He walked down the passage, looking into all the
bedrooms. Nothing of note. On the way back he went into the guest bathroom. It
smelled faintly of recent use. He traced a finger along the bath. It was wet.
He sniffed. Soap. That meant nothing. He examined the inside surface of the
bath thoroughly. Hair in the plug, two long, dark strands. Rachel's? He went
out. She had taken a bath. She had time for that. That meant she trusted the
old man a great deal. He must find out his name.
He crossed the hall again and went into the kitchen.
Everything was immaculate. He spotted the open back door, ran out, careful to
watch where he stepped. He saw blood outside, a long trail over a paved pathway
and part of the lawn. Fear gripped his heart. He squatted down reluctantly to
examine the splashes.
God, had they cut her throat? The thought was a blade
in his guts.
No, not possible. He had asked Evelyn Marais if the
blood was only on her hands.
Yes, her hand, her right hand and her arm up to here.
Nowhere else?
No.
But the blood pattern outside told a different story.
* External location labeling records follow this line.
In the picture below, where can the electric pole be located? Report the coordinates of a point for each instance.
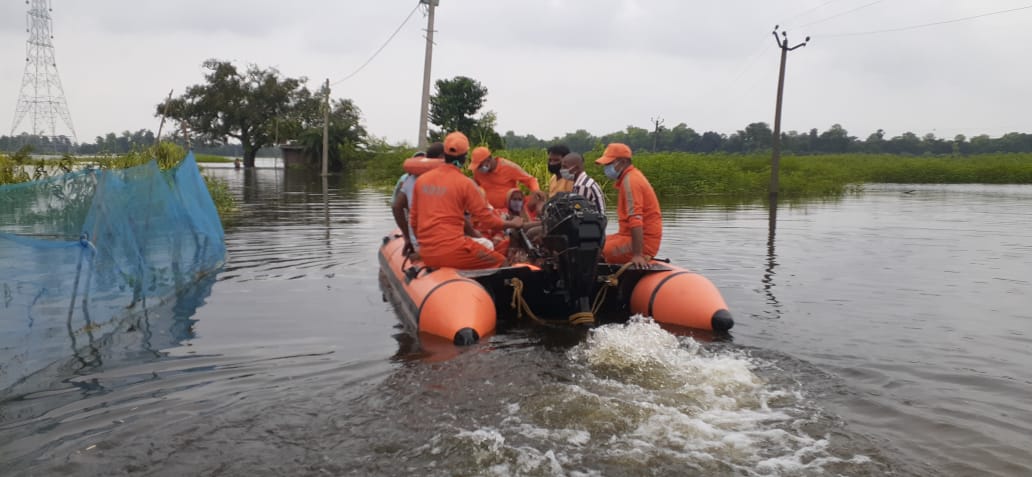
(657, 121)
(41, 97)
(424, 105)
(782, 42)
(326, 129)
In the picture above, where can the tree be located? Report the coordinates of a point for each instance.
(345, 133)
(756, 136)
(453, 104)
(483, 132)
(239, 105)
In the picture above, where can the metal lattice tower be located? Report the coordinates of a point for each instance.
(41, 97)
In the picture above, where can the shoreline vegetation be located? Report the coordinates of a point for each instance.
(747, 176)
(21, 167)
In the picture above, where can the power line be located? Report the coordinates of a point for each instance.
(842, 13)
(381, 49)
(914, 27)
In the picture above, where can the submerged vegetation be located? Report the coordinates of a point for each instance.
(22, 167)
(689, 175)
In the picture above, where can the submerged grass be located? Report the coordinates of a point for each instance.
(17, 168)
(686, 175)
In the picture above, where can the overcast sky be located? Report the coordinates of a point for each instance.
(554, 66)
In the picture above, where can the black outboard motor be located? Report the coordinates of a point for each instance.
(575, 233)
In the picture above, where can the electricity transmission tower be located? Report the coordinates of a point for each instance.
(41, 97)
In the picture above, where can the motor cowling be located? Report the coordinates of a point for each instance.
(574, 235)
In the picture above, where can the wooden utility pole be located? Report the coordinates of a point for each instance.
(164, 114)
(782, 42)
(326, 130)
(655, 135)
(424, 105)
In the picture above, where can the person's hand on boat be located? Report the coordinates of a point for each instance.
(639, 261)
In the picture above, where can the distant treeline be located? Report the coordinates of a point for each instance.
(759, 136)
(113, 144)
(755, 137)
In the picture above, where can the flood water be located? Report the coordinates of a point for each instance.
(883, 334)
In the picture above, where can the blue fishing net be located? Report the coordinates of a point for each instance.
(82, 253)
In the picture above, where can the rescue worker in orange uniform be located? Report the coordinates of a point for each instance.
(441, 198)
(638, 210)
(496, 176)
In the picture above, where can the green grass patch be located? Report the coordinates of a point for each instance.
(687, 175)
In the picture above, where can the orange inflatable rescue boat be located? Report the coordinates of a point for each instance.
(566, 285)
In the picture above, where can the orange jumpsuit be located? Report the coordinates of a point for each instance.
(441, 198)
(636, 207)
(505, 177)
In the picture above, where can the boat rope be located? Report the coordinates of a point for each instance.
(608, 281)
(519, 303)
(580, 318)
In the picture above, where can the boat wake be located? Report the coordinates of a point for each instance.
(640, 401)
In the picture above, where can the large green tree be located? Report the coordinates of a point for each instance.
(454, 104)
(245, 105)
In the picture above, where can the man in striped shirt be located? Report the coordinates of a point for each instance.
(573, 169)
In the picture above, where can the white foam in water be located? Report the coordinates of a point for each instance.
(644, 396)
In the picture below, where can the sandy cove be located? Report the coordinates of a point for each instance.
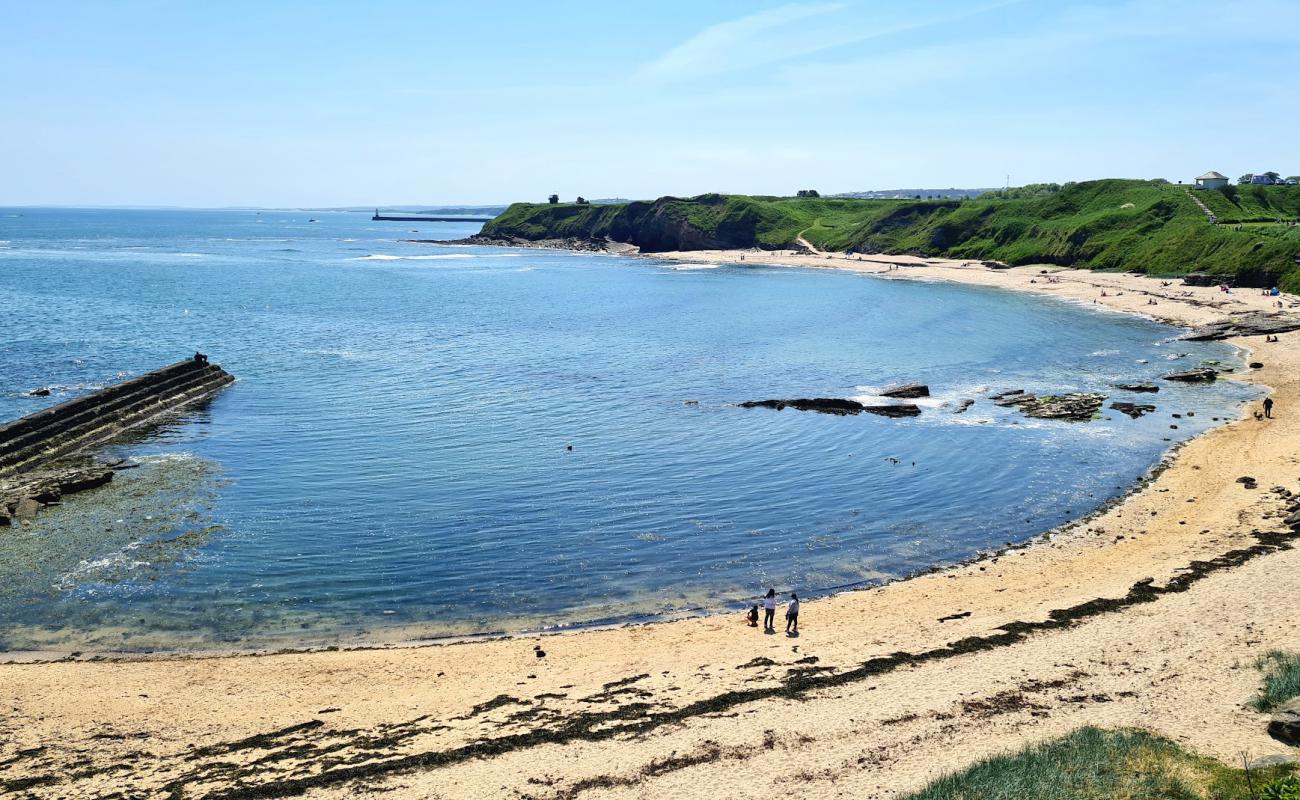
(875, 697)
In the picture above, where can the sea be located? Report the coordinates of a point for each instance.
(430, 441)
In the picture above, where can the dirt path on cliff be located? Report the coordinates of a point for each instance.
(1149, 614)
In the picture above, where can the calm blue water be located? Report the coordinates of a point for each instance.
(393, 461)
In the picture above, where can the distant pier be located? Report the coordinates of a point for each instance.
(385, 217)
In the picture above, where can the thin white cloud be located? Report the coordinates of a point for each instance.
(737, 43)
(779, 34)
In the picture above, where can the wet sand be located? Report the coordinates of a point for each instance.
(883, 690)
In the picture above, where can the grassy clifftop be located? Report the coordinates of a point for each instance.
(1114, 224)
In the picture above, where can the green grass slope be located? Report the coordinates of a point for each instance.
(1148, 226)
(1093, 764)
(1253, 203)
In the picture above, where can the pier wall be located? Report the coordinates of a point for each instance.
(42, 437)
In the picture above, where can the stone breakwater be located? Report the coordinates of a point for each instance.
(38, 462)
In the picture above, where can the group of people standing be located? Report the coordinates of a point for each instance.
(792, 614)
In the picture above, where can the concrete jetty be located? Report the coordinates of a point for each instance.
(37, 465)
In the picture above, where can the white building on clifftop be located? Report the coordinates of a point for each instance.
(1212, 180)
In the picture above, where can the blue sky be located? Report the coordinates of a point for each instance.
(479, 102)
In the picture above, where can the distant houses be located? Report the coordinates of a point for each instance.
(1217, 180)
(1212, 180)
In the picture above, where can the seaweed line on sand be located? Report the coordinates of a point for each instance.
(640, 718)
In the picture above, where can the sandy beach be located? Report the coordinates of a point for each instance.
(883, 690)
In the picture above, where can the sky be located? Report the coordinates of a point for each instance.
(324, 103)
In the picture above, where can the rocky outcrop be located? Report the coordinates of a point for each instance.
(906, 392)
(1135, 386)
(833, 405)
(1012, 397)
(1132, 410)
(1201, 375)
(24, 496)
(1078, 406)
(1285, 723)
(60, 431)
(1246, 324)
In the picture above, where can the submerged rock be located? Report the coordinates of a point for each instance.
(906, 392)
(1201, 375)
(1015, 397)
(1135, 386)
(1132, 410)
(833, 405)
(1078, 406)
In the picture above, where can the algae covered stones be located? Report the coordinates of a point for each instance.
(1201, 375)
(1075, 406)
(835, 405)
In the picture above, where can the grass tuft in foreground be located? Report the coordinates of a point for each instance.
(1281, 679)
(1093, 764)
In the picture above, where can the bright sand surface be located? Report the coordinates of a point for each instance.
(710, 708)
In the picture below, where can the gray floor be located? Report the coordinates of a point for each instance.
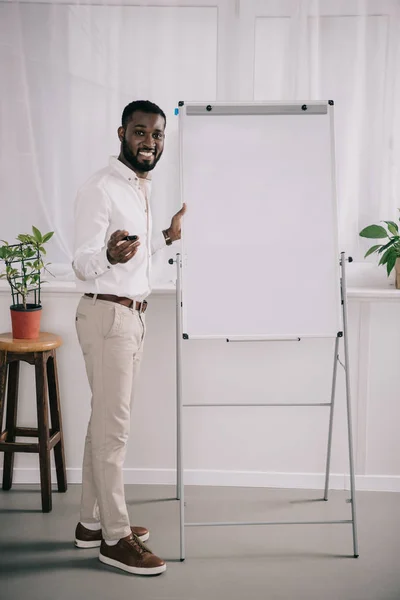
(38, 560)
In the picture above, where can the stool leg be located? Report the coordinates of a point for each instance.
(3, 385)
(43, 430)
(11, 421)
(56, 421)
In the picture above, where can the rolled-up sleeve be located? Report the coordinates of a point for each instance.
(157, 242)
(92, 220)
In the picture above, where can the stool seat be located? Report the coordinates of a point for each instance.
(45, 341)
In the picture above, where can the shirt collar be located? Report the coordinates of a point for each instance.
(125, 171)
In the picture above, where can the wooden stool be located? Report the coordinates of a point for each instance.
(42, 354)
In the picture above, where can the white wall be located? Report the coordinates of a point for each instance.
(238, 446)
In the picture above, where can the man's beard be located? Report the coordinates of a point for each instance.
(134, 162)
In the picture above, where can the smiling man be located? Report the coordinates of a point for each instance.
(112, 262)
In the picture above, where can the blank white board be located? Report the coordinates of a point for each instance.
(260, 246)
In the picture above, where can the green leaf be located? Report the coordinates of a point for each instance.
(385, 256)
(37, 234)
(24, 238)
(390, 263)
(393, 227)
(374, 232)
(387, 246)
(47, 237)
(372, 250)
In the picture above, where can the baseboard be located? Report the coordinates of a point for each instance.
(338, 481)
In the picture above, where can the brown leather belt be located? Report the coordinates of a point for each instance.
(140, 306)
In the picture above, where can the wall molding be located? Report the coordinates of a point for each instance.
(338, 481)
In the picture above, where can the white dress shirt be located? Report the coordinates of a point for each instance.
(114, 198)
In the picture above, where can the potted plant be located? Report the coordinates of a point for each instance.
(23, 268)
(389, 250)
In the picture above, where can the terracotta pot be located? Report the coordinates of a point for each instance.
(25, 321)
(397, 271)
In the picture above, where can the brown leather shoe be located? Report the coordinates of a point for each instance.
(86, 538)
(131, 555)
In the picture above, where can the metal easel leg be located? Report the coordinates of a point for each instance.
(333, 394)
(179, 478)
(348, 402)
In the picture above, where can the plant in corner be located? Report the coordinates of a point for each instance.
(390, 250)
(23, 270)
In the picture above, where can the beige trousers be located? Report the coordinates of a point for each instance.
(111, 337)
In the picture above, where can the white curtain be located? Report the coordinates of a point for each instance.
(67, 71)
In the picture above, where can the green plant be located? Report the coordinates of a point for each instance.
(24, 265)
(389, 251)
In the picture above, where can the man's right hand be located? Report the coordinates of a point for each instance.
(120, 251)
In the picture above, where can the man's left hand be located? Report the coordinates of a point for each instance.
(174, 231)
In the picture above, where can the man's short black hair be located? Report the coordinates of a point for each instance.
(144, 106)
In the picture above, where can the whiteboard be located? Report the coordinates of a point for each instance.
(260, 255)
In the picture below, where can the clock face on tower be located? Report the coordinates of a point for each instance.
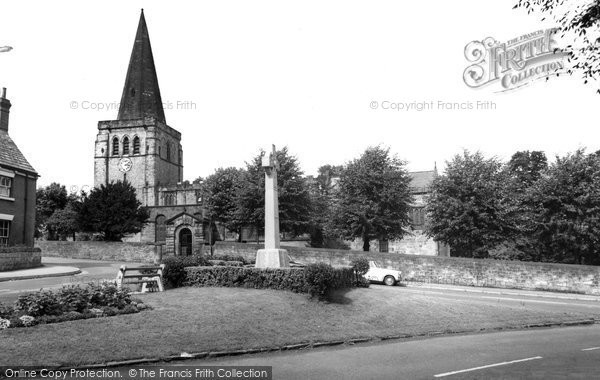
(125, 164)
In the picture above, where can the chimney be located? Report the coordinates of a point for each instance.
(4, 110)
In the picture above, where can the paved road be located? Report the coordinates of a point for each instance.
(91, 271)
(552, 353)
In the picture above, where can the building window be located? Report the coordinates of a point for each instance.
(115, 146)
(417, 217)
(4, 232)
(161, 229)
(125, 145)
(5, 186)
(136, 145)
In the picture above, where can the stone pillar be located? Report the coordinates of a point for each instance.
(272, 256)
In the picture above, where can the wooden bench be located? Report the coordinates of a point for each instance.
(151, 274)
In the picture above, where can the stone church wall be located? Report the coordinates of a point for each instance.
(582, 279)
(14, 258)
(99, 250)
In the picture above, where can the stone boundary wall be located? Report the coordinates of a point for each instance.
(14, 258)
(99, 250)
(582, 279)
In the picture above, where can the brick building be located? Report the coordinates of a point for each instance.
(17, 187)
(141, 148)
(416, 242)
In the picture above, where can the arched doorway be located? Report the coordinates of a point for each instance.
(185, 242)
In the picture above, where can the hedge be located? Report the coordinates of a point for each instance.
(318, 280)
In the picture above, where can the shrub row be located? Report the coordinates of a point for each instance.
(318, 280)
(68, 303)
(174, 273)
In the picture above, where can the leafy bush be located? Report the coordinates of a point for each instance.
(108, 294)
(74, 298)
(174, 273)
(235, 258)
(69, 303)
(258, 278)
(39, 303)
(321, 279)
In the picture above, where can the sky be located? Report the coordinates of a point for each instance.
(237, 76)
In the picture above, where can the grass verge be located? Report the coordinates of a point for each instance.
(217, 319)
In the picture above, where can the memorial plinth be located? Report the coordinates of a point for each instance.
(272, 256)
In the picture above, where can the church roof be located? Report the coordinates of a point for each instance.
(11, 156)
(141, 94)
(421, 181)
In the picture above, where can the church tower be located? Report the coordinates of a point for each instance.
(139, 146)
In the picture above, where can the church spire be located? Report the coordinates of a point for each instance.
(141, 95)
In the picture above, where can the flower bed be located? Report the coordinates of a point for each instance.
(67, 304)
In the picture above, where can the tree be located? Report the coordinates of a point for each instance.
(373, 197)
(294, 200)
(526, 167)
(64, 222)
(49, 199)
(113, 210)
(568, 220)
(523, 170)
(578, 22)
(220, 191)
(467, 209)
(321, 190)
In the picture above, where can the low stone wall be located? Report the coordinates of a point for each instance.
(99, 250)
(451, 270)
(14, 258)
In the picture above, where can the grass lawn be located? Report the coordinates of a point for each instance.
(215, 319)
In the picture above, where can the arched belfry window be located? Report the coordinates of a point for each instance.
(115, 146)
(136, 145)
(125, 145)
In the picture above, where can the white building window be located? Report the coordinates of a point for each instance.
(5, 186)
(4, 232)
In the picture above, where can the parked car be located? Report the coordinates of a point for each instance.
(376, 273)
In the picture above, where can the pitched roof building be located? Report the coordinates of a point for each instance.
(140, 148)
(17, 187)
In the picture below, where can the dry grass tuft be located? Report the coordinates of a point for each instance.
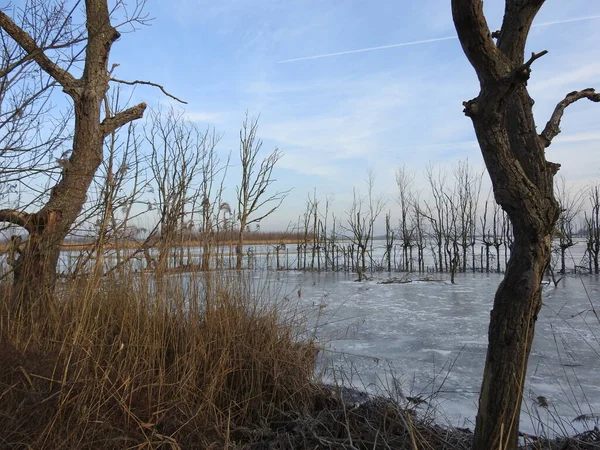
(133, 363)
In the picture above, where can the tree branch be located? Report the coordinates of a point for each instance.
(148, 83)
(524, 72)
(552, 128)
(66, 80)
(110, 124)
(476, 40)
(15, 217)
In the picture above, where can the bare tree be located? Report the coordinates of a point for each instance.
(592, 222)
(42, 41)
(435, 214)
(522, 179)
(360, 225)
(404, 182)
(256, 178)
(571, 204)
(177, 148)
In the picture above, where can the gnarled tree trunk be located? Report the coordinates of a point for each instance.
(522, 180)
(35, 271)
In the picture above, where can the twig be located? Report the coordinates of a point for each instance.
(148, 83)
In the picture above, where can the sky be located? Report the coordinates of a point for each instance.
(343, 87)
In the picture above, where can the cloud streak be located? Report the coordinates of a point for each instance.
(420, 42)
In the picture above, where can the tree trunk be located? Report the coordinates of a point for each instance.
(523, 184)
(35, 279)
(239, 249)
(34, 275)
(512, 324)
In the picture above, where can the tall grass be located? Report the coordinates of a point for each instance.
(132, 361)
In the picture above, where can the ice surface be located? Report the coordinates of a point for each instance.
(431, 337)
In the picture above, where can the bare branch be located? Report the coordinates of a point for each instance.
(148, 83)
(110, 124)
(552, 128)
(476, 39)
(524, 72)
(66, 80)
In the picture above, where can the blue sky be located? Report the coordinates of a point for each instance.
(337, 116)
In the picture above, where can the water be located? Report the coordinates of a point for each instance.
(430, 337)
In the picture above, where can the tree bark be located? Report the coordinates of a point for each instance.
(35, 278)
(522, 181)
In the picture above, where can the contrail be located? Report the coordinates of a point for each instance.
(558, 22)
(424, 41)
(369, 49)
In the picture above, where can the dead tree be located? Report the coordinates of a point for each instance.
(175, 163)
(570, 208)
(592, 223)
(49, 225)
(522, 180)
(405, 200)
(256, 179)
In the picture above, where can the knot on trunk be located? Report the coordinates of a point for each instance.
(553, 167)
(471, 108)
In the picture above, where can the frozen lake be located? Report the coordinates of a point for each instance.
(431, 337)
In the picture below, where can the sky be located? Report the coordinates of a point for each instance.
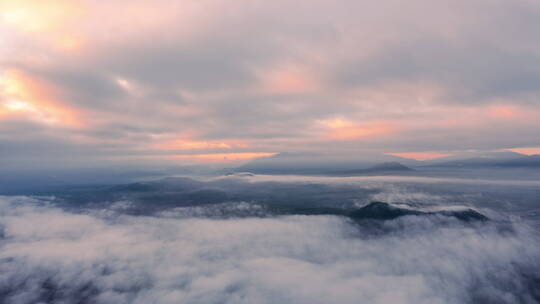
(208, 81)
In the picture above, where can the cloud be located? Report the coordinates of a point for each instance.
(103, 257)
(267, 73)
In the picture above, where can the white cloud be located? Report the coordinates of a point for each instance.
(50, 255)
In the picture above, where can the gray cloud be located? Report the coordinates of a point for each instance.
(208, 75)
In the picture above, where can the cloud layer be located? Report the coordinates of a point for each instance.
(106, 257)
(234, 77)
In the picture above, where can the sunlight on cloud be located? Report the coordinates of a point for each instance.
(184, 144)
(223, 157)
(420, 155)
(25, 96)
(343, 129)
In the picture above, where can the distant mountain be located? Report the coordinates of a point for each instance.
(312, 163)
(506, 160)
(382, 168)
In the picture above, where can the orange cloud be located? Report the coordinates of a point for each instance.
(342, 129)
(506, 112)
(50, 19)
(420, 155)
(528, 151)
(24, 96)
(184, 144)
(223, 157)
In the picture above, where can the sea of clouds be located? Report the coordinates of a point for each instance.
(50, 255)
Hoping she hadn't left yet, he jumped up and ran out
through the back gate, left in Belmont to where the growing crowd stood behind
the yellow tape on the corner, under the watchful eyes of policemen. His eyes
searched out the Tazz. There it was still, the woman seated inside, looking as though
she was about to drive off. 'Sorry, sorry,' he said to get through the crowd.
The Tazz pulled away, but he was just in time to slap the side of the car. She
looked up in fright, saw him and stopped. 'Miss,' he gasped, out of breath,
standing at her door while she wound down the window, lifted her dark glasses
and rested her right arm on the door. 'Excuse me,' he said.
'It's OK.' The blue eyes watched expectantly.
'The girl ...' He struggled to catch his breath. '...
are you absolutely sure about the blood ... just on her arm?'
She turned off the engine and shut her eyes. She sat
like that for about half a minute. Griessel curbed his enormous impatience,
wanting her to be sure.
The eyes opened. 'Yes,' she nodded decisively.
'There was no blood anywhere else?'
She shook her head from side to side, absolutely
certain. 'No, just the arm.'
'Not on her head or neck?'
'Definitely not.'
'Thank God for that,' said Benny. He picked up the
hand resting on the open window frame and kissed the back of it. 'Thank you,'
he said. 'Thank you, thank you,' and he turned and began to jog back.
It wasn't Rachel Anderson's blood.
Fransman Dekker's first instinct was to blame Mouton
and Steenkamp for his frustration, for the anger that was bottled up
inside him. He stood behind the closed door of Adam Barnard's
office and looked up at the framed photographs. He felt like grabbing one,
throwing it on the ground and jumping on it. It was the way Mouton had said
Josh Geyser did it, as though Dekker were an idiot. It was the way Steenkamp
leaned back in his chair, smug,
windgat
whitey ...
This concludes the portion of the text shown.